Utah's 22 children's justice centers provide child-friendly atmospheres for children when they are interviewed by investigators and caseworkers regarding alleged abuse. The center also provides referrals for support services for children and their parents or guardians.
Children's Justice Center program director Susanne Mitchell and program manager Jodi Fait conducted the tour. They shared a scenario of a 10-year-old girl sexually abused by an older male cousin to walk the tour group through the steps of a child's visit to the center with one of her parents.
The idea, Mitchell said, was to show how the center can help a child move from fear and anxiety to hope.
The fictional girl played with toys in the front room, then she and her parent got a tour of the facility. After paperwork, the child got to choose which of three interview rooms she preferred.

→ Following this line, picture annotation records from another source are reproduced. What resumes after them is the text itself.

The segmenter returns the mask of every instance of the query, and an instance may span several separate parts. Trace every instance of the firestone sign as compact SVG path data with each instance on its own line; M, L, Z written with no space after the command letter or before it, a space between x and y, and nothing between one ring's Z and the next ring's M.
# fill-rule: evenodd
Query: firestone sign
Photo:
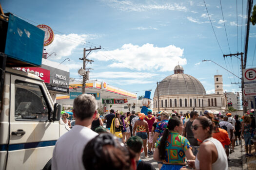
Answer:
M50 71L48 69L40 68L13 68L24 72L32 72L41 79L44 80L44 83L50 83Z

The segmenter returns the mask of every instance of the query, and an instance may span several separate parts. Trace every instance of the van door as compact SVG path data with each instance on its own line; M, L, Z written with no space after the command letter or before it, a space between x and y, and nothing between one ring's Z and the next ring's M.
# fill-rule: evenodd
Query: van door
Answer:
M42 81L11 76L10 137L6 169L42 170L52 158L59 121Z

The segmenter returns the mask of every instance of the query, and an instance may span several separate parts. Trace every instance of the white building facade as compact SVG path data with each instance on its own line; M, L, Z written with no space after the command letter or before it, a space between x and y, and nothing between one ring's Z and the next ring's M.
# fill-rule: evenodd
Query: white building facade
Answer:
M164 78L158 85L160 110L179 113L197 110L200 115L206 110L214 110L223 114L227 102L223 94L222 76L214 76L215 93L206 94L204 87L195 77L184 74L180 66L177 66L174 74ZM153 98L153 112L158 112L158 89Z

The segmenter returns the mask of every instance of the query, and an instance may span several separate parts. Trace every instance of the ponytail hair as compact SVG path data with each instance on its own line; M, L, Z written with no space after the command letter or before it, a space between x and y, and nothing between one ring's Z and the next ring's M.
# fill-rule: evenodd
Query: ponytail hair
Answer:
M167 128L163 132L159 146L159 154L161 160L165 159L165 143L169 136L169 131L174 130L175 127L179 126L180 123L181 123L180 119L176 116L172 117L172 119L169 120Z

About 70 percent to 80 percent of children open up to investigators because of their training in forensic interviews. The interviews are videotaped. Children who aren't ready to share their story receive referrals for therapy, and when they are ready, they return to the center.
The Avenues Children's Justice Center has been located in a home in Salt Lake City's Avenues neighborhood since 1991. Utah's children's justice centers saw 5,500 child victims last year. Parents and siblings are considered secondary victims. Including them, the centers helped about 13,000 people in 2014.

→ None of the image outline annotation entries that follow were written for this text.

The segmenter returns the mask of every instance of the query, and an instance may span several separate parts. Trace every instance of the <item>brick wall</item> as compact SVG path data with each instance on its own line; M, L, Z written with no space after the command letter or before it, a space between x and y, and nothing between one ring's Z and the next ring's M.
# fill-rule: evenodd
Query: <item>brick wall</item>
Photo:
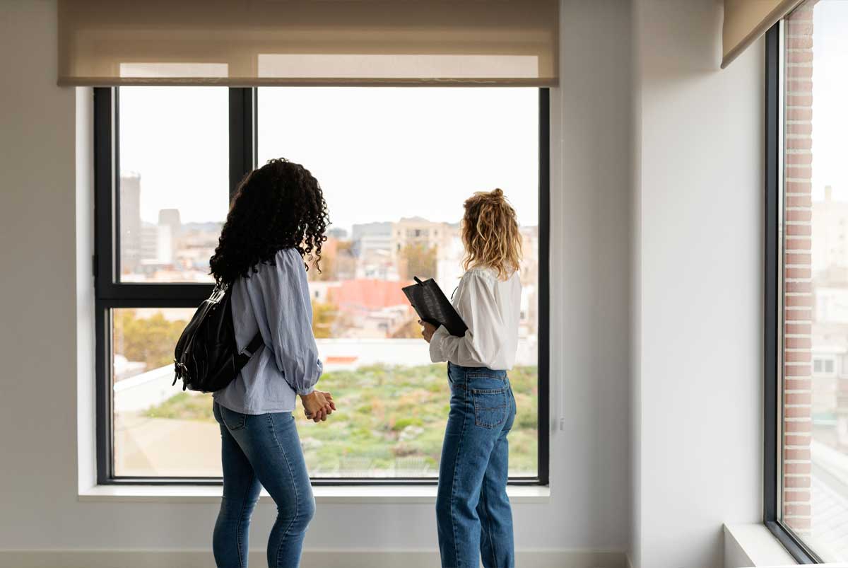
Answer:
M811 513L812 4L792 13L784 34L783 515L801 535Z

A website, onewithcourageutah.org, has a flowchart that walks parents through the process of what happens at the centers.
Reyes and Gill expressed appreciation for what Mitchell called the church's "extraordinary" donation.

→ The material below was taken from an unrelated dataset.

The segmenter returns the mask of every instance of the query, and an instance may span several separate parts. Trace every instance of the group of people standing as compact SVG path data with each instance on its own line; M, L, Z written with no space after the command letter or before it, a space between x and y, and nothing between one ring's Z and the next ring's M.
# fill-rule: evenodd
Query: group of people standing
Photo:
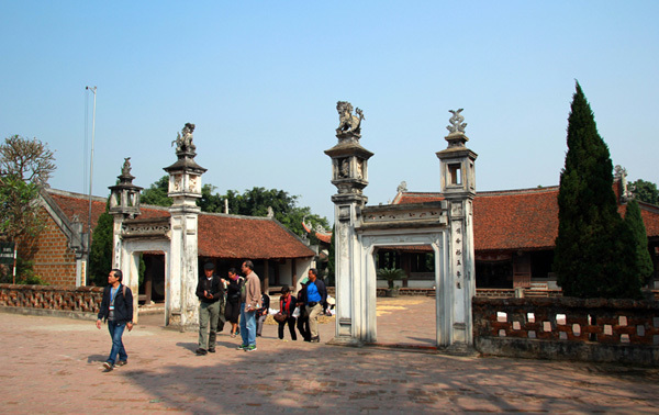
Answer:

"The significance of your presence here is incredible," Gill said to the LDS leaders. "Your taking an interest speaks volumes."
Other LDS leaders on the tour included Sister Wixom's counselors, Sister Cheryl A. Esplin and Sister Mary R. Durham; Presiding Bishop Gary E. Stevenson and Elder Gary B. Porter, an area Seventy and secretary to the Presiding Bishopric; the Young Women general presidency of Sister Bonnie L. Oscarson, Sister Carol F. McConkie and Sister Neill F. Marriott; Brother M. Joseph Brough, second counselor in the Young Men general presidency; Sister Linda S. Reeves, a counselor in the Relief Society general presidency; and Brother Tad R. Callister, the Sunday School general president.
Bishop Stevenson said the church funds came from the humanitarian offerings of Latter-day Saints around the world.
"As we consider the most fundamental social responsibilities, nothing surpasses protecting our children and preserving their innocence," he said. "This issue cuts across politics, across ethnicity and across religion. It's really the highest priority at The Church of Jesus Christ of Latter-day Saints."
As she left the center after Tuesday's tour, Sister Wixom said she felt honored just to carry the envelope with the check.
"I felt the spirit in that home," she said. "It was a spirit of love, purpose and caring."